I assume if we block Google from caching our pages our sites are immune from this?
Email, blog, guestbook and formmail spammers are going to absolutely love it.
Immediately blocked from all the sites on my servers. No need, no way.
Google you are getting carried away with yourselves.
btw, AOL has been using a proxy cache for years and it's the first thing users want to bypass.
Why would any broadband user want a 1%-5% speed improvement?
Q. Why has Google made the Google Web Accelerator?
A. It will make the Google Browser more appealing when it is released!
trimmer80, from the people that I've talked to, I've gotten the impression that there's less emphasis on prefetching than on smart proxy caching including incremental changes to pages. Another focus that I know of is on compressing data that goes over the connection.
Warning Off Topic
It impresses me to no end that a company representative would actually take the time to not only read what we have to say, but to offer clarification, suggestions and advice.
End Off Topic
"Another focus that I know of is on compressing data that goes over the connection."
Now, this is the way to go.
"Prefetching" pages is just plain dumb waste of bandwidth and creates more problems than what it is worth.
A competitive broadband accelator that I use uses Content Sensitive Compression (CSC) to individually compress each element of a web page.
The speed increases on using the competitive accelator on DLS broadband have been averaging 40% (and I'm not even using the maximum compression settings, as they decrease the quality of images too much).
Over GPRS I've achieved 200%-300% speed increase.
|What is their ultimate goal with pre-fetch? |
not nice thought:
"behaviour targeted ads" -? - i had a conversation with a web marketing exec just yesterday and that side of the industry is saying that looking past "contextual" is "behavioural" - i.e. tracking surfing patterns etc... something others have been doing for awhile...
so targeting ads based on where someone has been and where they might go would give more useful targeting options for advertisers than just showing ads related to what page the surfer is currently on etc...
linking this in to AdWords somehow would produce this sort of option...
seriously doubt this "behaviour tracking" would be employed by Google... and WebAccelerator is probably just another genuine app to offer users like Picasa...
|Craven de Kere|
RobbieD wrote: "There is some good help for webmasters at:
It addresses issues like Page fetching, Advertising, usage, stats etc.
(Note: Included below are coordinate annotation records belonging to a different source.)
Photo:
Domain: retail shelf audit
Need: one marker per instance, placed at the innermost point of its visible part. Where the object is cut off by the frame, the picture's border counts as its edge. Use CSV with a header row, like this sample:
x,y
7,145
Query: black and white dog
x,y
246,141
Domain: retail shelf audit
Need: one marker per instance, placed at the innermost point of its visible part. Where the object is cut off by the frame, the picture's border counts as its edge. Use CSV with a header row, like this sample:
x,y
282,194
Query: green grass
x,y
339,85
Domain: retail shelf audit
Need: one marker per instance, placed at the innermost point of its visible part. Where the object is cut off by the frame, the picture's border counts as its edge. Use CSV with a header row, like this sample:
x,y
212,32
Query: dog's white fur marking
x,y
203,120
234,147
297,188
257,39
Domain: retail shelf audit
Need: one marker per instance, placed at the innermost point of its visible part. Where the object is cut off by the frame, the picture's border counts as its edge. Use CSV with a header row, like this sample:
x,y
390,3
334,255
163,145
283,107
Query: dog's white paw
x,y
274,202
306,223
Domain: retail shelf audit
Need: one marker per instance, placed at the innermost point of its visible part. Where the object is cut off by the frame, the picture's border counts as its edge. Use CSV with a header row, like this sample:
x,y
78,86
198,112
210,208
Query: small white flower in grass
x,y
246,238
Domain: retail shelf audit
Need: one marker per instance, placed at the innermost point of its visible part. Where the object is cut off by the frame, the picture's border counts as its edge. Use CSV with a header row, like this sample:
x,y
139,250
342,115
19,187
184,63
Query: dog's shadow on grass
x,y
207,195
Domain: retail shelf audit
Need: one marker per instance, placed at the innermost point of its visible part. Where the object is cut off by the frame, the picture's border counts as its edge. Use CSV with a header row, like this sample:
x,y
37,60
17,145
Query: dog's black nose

There's nothing in there about an easy ability to prevent the automated requests to our sites. Just a well worded attempt to explain it.
Would Google be satisfied if I "addressed" automated queries to them that they found problematic merely by explaining to them what I was doing?
I can see it now....
"I was sending you automated requests. I was doing so to your search pages but did not touch your PPC ads. This can have the effect of increasing load to your servers without the ability for you to monetize the traffic. You can identify my traffic by the header 'X-moz: you are acting discourteously google' but do note that this is a non-standard header that may change*".
*That's no joke. Read the link on their FAQ.
I think that one of the main G's intentions behind this product is to gather data about real browsing behaviour. They will know what pages are visitied, WHICH LINKS ARE CLICKED, etc. I think those data can help them to improve their search algo, thus making the life harder for search spammers.
Have installed and un-installed
"As a User"
I have to say I was very impressed, all pages were loading faster and smoothly.
My first visit to WW after installation required me to log in and my surfing IP address was Googles IP address.
Although I was highly impressed with the results I had to un-install simply because of 'Privacy'.
The idea of sending uncrypted data, cookies and form submissions through Google won't help my 7 hours of sleep at night.
This is a great tool but saving a few seconds for the price of privacy is just not worth it.
It's not spyware due to the option of uninstalling; however I feel uneasy about potential attacks google may come under, plus the serving of ads based on the data I send to Google.
I prefer my ISP saving 3 months of my surfing habbits then Google caching every bit of data for an unknown period?
"As a webmaster"
I'll monitor the effects this may have but at this moment in time I'm not taking any action until we see more clear evidence of bandwidth abuse.
It will help google find our sites and index the content that is for sure, but if this tool grows to be popular we can't just block the IP due to the site being potentially un-available to the users.
So in the end we may well be forced to allow the users to surf our pages with the tool.
Another great tool from the labs and I'm very impressed, however their is a BUT! A users privacy is the price, thats the price of free software and I won't use it for this reason.
|Craven de Kere|
Google could easily address concerns of the automated requests by simply allowing us to block the accelerator in robots.txt
|I've gotten the impression that there's less emphasis on prefetching than on smart proxy caching including incremental changes to pages. |
Ah that's alright then. If it's only a small a part of it that's, just disable the pre-fetching and everybody's happy!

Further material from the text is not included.